二次創作小説(紙ほか)※倉庫ログ

Re: 銀魂 * 我が愛しのロクデナシ ( No.24 )
日時: 2011/03/06 12:45
名前: 燕 (ID: /kFpnDhT)



 君が散らした花びらは汚れていくのだろうか




 高杉の屋敷へ向かう道中、棗と申す娘とは口をきかなかった。多少苦しそうな声が聞こえたので、俺は心配する素振りを見せた。だが、まだ女に心を許す気には、到底なれない。
 其の着物は泥だらけだった。きっと昨夜の雨の中、転びでもしたのだろう。俺は女に問う。
「着物を買うか?そんな格好ではあいつが厭う」
「・・・・・・じゃ、お言葉に甘えて。先に行ってても構わん」
「いや、いい。此処で待っている」
 
 着物店の壁に背を預けて、店内へ入る棗の後姿を細目で眺めた。高杉と繋がりのある女といえば、かの紅い弾丸ぐらいしか存じない。あの娘は見た目でそこそこ強い人間だと判断できるが、棗は比較的穏やかな外面だ。高杉の恋人であろうか。と、其処まで考え、ないない、と首を振る。
 面倒なことを考えているうちに、棗は店から出た。黒い布地に白や空色の花を散りばめた、太夫を連想させる着物姿だった。長い髪は上のほうでひとつに束ねただけだったが、其れだけで充分な華やかさを纏う。
「・・・どうだ?」
「やはり女子は美しい」
「ふふ、こんな格好をしていると、吉原に居た頃を思い出す」
「・・・お主、遊女だったのか?」
「・・・・・・」
 女は静かな笑みだけを俺に寄越した。吉原の女だったのならば、地上に逃げてきたのであろうか。いささか無理な話だと思うが、世の中は何が起こるか計り知れない。現に、常世の国吉原にさえ、今美しい月の光が降り注ぐ。

「———其れでは、行こうか」
「ああ」
 棗は紫煙をゆるゆると吐いて、キセルを懐に仕舞った。高杉も其れを愛用していたとふと思う。
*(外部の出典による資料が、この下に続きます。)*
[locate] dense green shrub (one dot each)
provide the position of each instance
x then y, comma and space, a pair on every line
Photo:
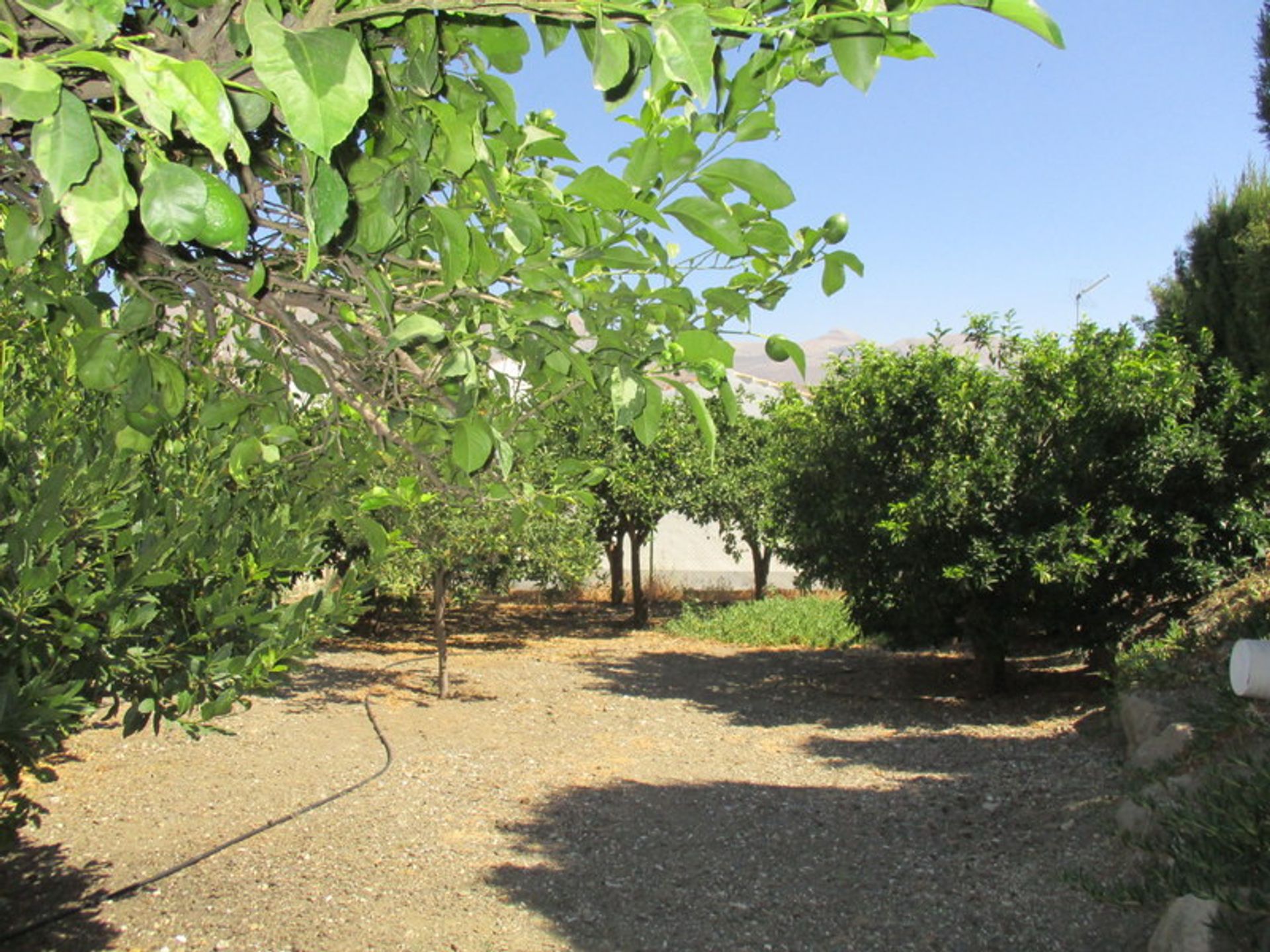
1218, 296
1061, 488
810, 619
144, 559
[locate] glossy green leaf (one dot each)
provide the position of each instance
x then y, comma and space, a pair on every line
685, 48
319, 78
169, 383
472, 444
197, 98
415, 327
650, 422
610, 56
99, 361
97, 212
601, 188
135, 81
454, 244
553, 33
375, 535
705, 422
459, 364
245, 454
88, 22
255, 284
859, 59
28, 89
625, 393
22, 239
505, 42
781, 348
65, 145
756, 126
222, 413
132, 441
701, 346
173, 202
712, 222
835, 270
327, 204
763, 186
1027, 13
308, 380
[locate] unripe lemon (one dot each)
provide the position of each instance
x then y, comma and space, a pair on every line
225, 216
835, 229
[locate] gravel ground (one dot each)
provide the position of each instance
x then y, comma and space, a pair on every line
596, 790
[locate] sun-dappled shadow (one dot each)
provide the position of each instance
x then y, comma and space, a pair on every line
38, 881
773, 687
743, 866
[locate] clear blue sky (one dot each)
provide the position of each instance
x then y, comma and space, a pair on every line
1002, 175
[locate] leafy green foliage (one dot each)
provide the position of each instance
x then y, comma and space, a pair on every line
362, 168
740, 491
810, 621
1218, 298
1061, 489
1261, 88
345, 222
635, 481
135, 571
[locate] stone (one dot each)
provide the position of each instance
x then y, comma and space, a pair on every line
1170, 743
1141, 719
1134, 819
1187, 927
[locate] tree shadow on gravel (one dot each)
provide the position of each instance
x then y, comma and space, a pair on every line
487, 625
38, 881
777, 687
740, 866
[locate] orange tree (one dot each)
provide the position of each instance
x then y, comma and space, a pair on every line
1060, 491
338, 202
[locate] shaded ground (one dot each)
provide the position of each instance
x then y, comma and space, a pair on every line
596, 790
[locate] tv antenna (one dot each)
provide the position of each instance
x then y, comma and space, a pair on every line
1083, 291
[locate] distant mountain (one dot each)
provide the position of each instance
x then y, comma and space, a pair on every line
753, 361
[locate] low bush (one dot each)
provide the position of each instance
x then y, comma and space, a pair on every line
1037, 487
810, 619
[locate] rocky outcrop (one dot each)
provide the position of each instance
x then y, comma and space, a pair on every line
1187, 926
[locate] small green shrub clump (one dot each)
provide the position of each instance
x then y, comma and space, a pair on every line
810, 621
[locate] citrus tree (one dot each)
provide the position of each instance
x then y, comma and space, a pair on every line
337, 204
148, 559
1058, 492
353, 184
740, 491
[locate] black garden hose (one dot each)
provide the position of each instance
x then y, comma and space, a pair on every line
95, 903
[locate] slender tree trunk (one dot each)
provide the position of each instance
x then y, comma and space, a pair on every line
616, 569
638, 598
761, 557
440, 583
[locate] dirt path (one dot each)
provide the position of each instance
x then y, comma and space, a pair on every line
597, 791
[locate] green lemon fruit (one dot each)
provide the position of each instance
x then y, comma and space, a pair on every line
225, 218
835, 229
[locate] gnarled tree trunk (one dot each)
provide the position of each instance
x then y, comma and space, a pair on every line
440, 583
761, 557
639, 600
614, 549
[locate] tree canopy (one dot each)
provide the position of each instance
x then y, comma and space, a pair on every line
347, 190
310, 239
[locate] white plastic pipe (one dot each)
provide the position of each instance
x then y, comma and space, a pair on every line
1250, 668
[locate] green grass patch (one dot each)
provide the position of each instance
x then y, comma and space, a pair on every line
810, 619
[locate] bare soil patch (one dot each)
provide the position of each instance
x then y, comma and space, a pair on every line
593, 789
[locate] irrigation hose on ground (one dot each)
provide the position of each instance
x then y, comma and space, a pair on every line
95, 903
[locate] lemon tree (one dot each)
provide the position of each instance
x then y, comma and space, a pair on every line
346, 197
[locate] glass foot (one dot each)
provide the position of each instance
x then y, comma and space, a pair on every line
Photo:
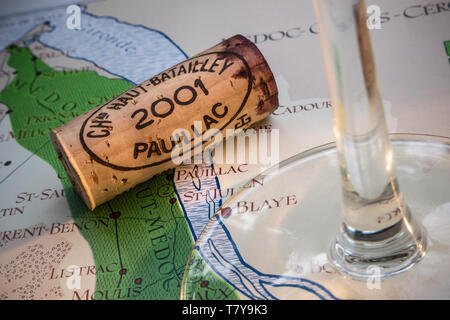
272, 240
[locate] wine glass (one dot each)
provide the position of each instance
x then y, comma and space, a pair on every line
342, 220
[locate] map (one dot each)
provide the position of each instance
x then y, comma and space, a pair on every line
137, 245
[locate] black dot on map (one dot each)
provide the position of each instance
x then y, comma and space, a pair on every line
114, 215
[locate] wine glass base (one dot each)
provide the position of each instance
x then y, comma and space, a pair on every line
396, 254
273, 240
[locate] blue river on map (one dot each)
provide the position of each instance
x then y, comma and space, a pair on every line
136, 53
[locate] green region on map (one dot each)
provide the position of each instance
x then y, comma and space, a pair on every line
143, 232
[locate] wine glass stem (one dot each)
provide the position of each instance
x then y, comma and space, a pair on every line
376, 226
372, 201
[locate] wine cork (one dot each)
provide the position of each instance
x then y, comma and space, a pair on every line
126, 141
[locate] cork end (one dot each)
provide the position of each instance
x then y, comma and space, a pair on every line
70, 169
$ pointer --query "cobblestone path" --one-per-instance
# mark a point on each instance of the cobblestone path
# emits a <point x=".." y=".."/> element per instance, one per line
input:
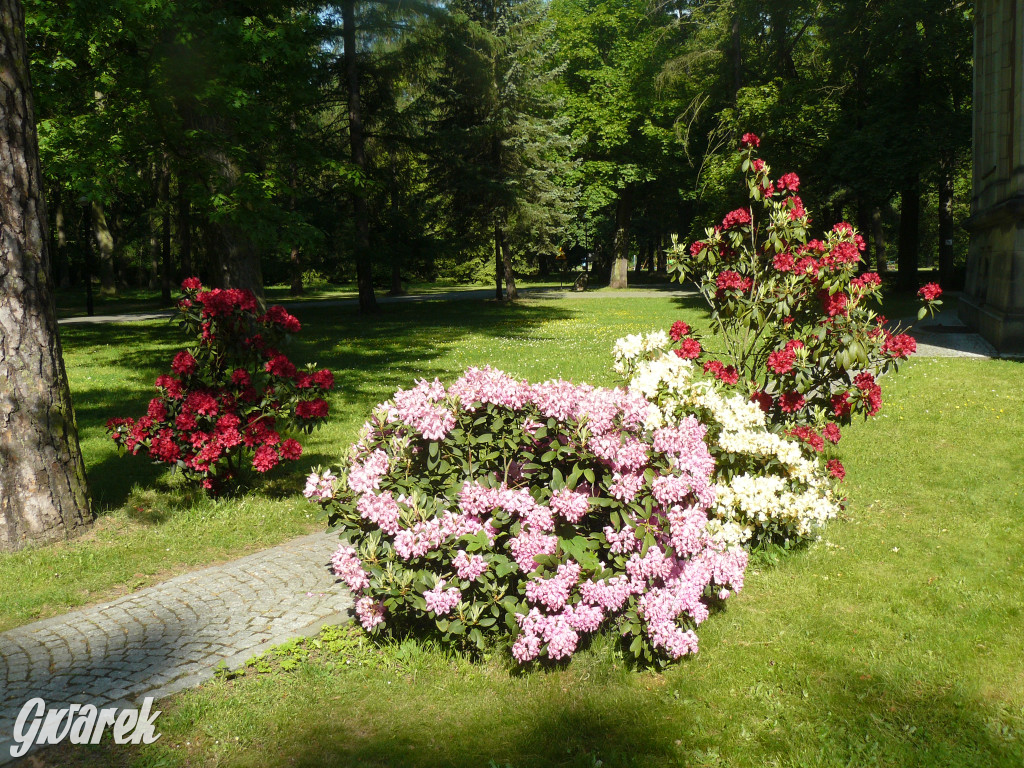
<point x="170" y="636"/>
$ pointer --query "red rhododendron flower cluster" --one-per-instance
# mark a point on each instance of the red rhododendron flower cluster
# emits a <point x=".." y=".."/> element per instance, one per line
<point x="730" y="281"/>
<point x="810" y="436"/>
<point x="739" y="216"/>
<point x="725" y="374"/>
<point x="794" y="312"/>
<point x="233" y="397"/>
<point x="787" y="182"/>
<point x="679" y="330"/>
<point x="930" y="292"/>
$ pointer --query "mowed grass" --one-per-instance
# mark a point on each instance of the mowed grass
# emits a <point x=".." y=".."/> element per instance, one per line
<point x="895" y="641"/>
<point x="150" y="525"/>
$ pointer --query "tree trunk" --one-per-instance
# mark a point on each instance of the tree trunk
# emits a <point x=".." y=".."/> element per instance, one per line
<point x="364" y="265"/>
<point x="621" y="265"/>
<point x="233" y="253"/>
<point x="909" y="215"/>
<point x="43" y="494"/>
<point x="104" y="245"/>
<point x="294" y="260"/>
<point x="184" y="231"/>
<point x="863" y="226"/>
<point x="62" y="270"/>
<point x="499" y="267"/>
<point x="510" y="288"/>
<point x="879" y="244"/>
<point x="946" y="223"/>
<point x="737" y="58"/>
<point x="165" y="245"/>
<point x="396" y="274"/>
<point x="154" y="221"/>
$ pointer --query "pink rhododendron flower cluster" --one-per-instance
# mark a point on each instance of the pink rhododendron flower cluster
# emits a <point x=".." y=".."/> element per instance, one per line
<point x="531" y="515"/>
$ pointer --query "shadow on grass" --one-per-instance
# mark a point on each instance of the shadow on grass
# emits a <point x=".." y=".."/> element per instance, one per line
<point x="859" y="722"/>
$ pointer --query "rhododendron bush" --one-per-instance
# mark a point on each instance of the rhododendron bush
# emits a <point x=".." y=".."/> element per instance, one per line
<point x="529" y="515"/>
<point x="232" y="399"/>
<point x="769" y="487"/>
<point x="796" y="315"/>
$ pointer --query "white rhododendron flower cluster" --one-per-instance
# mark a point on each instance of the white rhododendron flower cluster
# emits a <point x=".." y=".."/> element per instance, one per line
<point x="768" y="488"/>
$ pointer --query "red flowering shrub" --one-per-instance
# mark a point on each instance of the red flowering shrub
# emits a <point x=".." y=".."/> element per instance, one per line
<point x="232" y="396"/>
<point x="797" y="318"/>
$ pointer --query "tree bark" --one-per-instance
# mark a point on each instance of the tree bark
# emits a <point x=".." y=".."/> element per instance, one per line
<point x="154" y="221"/>
<point x="909" y="216"/>
<point x="184" y="231"/>
<point x="510" y="288"/>
<point x="364" y="264"/>
<point x="396" y="289"/>
<point x="104" y="246"/>
<point x="499" y="268"/>
<point x="62" y="275"/>
<point x="737" y="58"/>
<point x="621" y="265"/>
<point x="294" y="257"/>
<point x="43" y="494"/>
<point x="946" y="223"/>
<point x="165" y="232"/>
<point x="863" y="226"/>
<point x="879" y="244"/>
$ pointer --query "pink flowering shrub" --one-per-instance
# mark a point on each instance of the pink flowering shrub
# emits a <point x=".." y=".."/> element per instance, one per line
<point x="232" y="399"/>
<point x="796" y="315"/>
<point x="528" y="515"/>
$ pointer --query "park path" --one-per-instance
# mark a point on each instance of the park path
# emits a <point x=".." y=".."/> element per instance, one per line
<point x="171" y="636"/>
<point x="942" y="336"/>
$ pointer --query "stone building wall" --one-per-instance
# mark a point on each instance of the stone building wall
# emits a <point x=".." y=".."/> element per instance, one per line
<point x="993" y="297"/>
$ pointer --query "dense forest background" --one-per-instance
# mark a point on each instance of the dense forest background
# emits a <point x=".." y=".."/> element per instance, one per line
<point x="262" y="141"/>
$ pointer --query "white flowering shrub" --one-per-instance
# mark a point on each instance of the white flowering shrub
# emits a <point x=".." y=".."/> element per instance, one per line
<point x="767" y="488"/>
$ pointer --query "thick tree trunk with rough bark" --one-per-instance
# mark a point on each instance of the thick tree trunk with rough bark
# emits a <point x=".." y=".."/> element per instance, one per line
<point x="43" y="493"/>
<point x="909" y="241"/>
<point x="879" y="244"/>
<point x="165" y="237"/>
<point x="621" y="265"/>
<point x="364" y="264"/>
<point x="946" y="223"/>
<point x="499" y="295"/>
<point x="184" y="231"/>
<point x="61" y="271"/>
<point x="511" y="292"/>
<point x="104" y="248"/>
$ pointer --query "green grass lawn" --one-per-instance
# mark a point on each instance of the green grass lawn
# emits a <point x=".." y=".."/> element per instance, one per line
<point x="897" y="640"/>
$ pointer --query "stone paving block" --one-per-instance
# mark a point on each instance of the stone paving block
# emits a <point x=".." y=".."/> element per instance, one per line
<point x="171" y="636"/>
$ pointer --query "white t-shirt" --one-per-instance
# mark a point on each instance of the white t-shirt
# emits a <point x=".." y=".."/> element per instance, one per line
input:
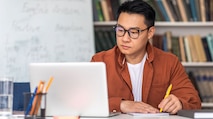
<point x="136" y="75"/>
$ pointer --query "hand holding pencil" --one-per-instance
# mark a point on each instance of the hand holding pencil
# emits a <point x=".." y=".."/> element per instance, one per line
<point x="167" y="94"/>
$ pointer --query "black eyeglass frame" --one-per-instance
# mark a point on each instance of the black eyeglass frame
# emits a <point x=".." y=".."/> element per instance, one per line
<point x="128" y="31"/>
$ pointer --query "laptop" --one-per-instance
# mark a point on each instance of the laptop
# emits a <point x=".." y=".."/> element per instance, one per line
<point x="78" y="88"/>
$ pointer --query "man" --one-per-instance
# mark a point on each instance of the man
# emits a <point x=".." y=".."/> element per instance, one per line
<point x="139" y="74"/>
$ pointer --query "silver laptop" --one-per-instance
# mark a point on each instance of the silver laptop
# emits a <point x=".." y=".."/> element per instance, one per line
<point x="78" y="88"/>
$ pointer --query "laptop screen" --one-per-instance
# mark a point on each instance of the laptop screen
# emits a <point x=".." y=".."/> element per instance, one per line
<point x="78" y="88"/>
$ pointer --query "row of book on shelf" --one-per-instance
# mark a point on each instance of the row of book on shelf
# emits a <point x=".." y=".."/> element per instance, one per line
<point x="203" y="82"/>
<point x="189" y="48"/>
<point x="166" y="10"/>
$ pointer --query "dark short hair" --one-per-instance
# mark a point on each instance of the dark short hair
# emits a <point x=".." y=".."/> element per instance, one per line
<point x="138" y="7"/>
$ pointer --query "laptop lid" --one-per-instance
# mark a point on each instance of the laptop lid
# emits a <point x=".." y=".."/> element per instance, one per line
<point x="78" y="88"/>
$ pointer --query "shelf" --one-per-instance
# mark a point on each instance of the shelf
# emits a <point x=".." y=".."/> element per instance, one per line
<point x="207" y="105"/>
<point x="163" y="24"/>
<point x="198" y="64"/>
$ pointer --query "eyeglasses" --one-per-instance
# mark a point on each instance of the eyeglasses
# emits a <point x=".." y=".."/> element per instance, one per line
<point x="132" y="32"/>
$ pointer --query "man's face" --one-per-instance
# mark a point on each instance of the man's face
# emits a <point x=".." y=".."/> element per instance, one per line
<point x="133" y="46"/>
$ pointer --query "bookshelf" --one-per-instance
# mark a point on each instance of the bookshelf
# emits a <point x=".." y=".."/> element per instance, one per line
<point x="178" y="29"/>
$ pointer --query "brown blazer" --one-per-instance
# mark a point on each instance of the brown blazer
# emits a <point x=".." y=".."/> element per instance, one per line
<point x="161" y="69"/>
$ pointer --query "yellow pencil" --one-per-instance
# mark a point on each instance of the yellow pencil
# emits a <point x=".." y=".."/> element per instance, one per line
<point x="167" y="94"/>
<point x="48" y="84"/>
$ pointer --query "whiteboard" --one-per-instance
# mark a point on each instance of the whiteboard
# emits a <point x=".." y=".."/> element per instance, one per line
<point x="43" y="31"/>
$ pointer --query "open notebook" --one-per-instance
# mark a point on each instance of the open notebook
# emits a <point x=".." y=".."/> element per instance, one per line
<point x="78" y="88"/>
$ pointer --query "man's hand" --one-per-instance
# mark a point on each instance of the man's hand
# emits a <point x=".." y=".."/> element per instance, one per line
<point x="140" y="107"/>
<point x="171" y="104"/>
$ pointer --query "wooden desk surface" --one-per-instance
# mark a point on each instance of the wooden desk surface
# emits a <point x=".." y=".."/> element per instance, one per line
<point x="121" y="116"/>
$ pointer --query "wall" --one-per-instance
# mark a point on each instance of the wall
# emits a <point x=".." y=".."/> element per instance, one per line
<point x="43" y="31"/>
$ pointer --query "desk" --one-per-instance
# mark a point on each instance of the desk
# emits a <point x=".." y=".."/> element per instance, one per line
<point x="122" y="116"/>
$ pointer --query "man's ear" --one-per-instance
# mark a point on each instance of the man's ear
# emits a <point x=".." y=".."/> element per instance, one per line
<point x="151" y="32"/>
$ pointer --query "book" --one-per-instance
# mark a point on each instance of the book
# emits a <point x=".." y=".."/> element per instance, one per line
<point x="111" y="14"/>
<point x="193" y="50"/>
<point x="168" y="11"/>
<point x="194" y="10"/>
<point x="182" y="49"/>
<point x="187" y="48"/>
<point x="99" y="10"/>
<point x="157" y="41"/>
<point x="172" y="10"/>
<point x="182" y="10"/>
<point x="209" y="39"/>
<point x="206" y="48"/>
<point x="197" y="114"/>
<point x="207" y="7"/>
<point x="199" y="48"/>
<point x="95" y="11"/>
<point x="105" y="10"/>
<point x="176" y="9"/>
<point x="211" y="10"/>
<point x="202" y="10"/>
<point x="176" y="47"/>
<point x="195" y="83"/>
<point x="169" y="40"/>
<point x="197" y="8"/>
<point x="162" y="10"/>
<point x="188" y="11"/>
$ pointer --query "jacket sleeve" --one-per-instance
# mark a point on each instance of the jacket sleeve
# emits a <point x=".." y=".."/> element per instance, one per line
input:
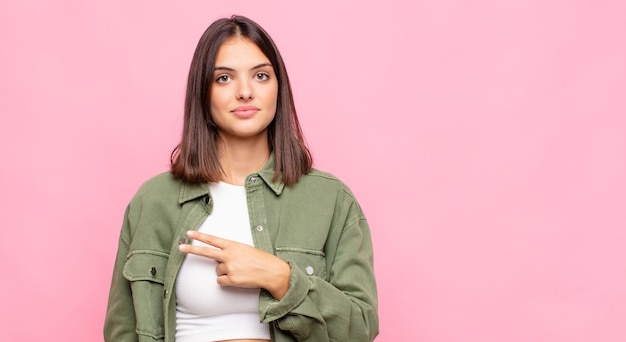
<point x="119" y="324"/>
<point x="344" y="308"/>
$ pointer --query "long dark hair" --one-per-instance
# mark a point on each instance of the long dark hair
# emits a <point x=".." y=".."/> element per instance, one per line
<point x="195" y="159"/>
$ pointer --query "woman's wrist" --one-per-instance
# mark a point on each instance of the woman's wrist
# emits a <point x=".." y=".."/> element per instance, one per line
<point x="278" y="284"/>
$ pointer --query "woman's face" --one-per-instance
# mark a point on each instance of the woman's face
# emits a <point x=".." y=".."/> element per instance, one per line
<point x="244" y="91"/>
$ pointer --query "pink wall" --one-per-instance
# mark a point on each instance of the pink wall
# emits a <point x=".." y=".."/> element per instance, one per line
<point x="485" y="140"/>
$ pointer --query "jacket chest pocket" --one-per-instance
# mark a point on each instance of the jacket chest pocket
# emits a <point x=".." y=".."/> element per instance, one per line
<point x="146" y="272"/>
<point x="311" y="262"/>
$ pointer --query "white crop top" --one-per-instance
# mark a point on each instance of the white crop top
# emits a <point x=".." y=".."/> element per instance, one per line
<point x="206" y="311"/>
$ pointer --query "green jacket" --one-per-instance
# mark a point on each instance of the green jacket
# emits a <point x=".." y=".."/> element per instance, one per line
<point x="316" y="225"/>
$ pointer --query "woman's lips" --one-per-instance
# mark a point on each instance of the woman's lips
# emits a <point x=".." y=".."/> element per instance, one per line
<point x="245" y="112"/>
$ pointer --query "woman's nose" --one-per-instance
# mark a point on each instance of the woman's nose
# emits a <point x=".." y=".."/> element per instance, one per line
<point x="245" y="91"/>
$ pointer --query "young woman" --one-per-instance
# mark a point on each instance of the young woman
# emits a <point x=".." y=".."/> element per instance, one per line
<point x="242" y="240"/>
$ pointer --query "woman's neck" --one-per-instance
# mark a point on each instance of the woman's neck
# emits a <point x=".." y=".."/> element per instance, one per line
<point x="241" y="158"/>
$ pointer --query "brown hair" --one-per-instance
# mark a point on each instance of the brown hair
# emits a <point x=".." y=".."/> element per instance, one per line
<point x="195" y="159"/>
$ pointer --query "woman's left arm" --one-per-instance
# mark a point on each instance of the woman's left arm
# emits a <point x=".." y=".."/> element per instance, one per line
<point x="344" y="308"/>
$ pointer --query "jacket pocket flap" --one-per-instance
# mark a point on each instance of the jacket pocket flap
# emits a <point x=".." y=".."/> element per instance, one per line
<point x="146" y="265"/>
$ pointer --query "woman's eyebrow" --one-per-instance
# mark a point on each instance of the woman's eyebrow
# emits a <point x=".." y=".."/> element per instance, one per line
<point x="253" y="68"/>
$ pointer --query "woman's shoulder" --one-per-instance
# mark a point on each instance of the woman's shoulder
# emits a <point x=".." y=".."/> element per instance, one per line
<point x="161" y="185"/>
<point x="325" y="181"/>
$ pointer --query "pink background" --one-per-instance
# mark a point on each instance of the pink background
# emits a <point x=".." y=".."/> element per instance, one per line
<point x="484" y="139"/>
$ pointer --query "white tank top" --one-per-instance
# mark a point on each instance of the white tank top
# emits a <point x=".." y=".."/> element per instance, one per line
<point x="206" y="311"/>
 暫し歩みを続けると、辺りは夜の色を深め、穢れた街は宵闇に沈んでゆく。高杉が姿を潜める屋敷の前まで来れば、弦楽器や小唄の音色が微かに聞こえた。懐かしさを感じさせるにおいと、風流な外観。
 使用人と思しき女が、俺と棗に名を問い、静かに頷いて俺たちを連れてゆく。奴の元へ、ゆるやかに誘われる。

 開いた扉の向こう側はやけに眩しかった。其処には紫に溶かしたような黒髪と、やる気の無い銀髪があった。珍しくも高杉が銀時に酌をしている。
 高杉は少々驚いたように右目を僅かに見開いた。銀時は俺の背後に居る棗を見、誰だろうかと首を傾げた。そして、いずれも夜に酔うた顔を綻ばせ、俺たちを招き入れた。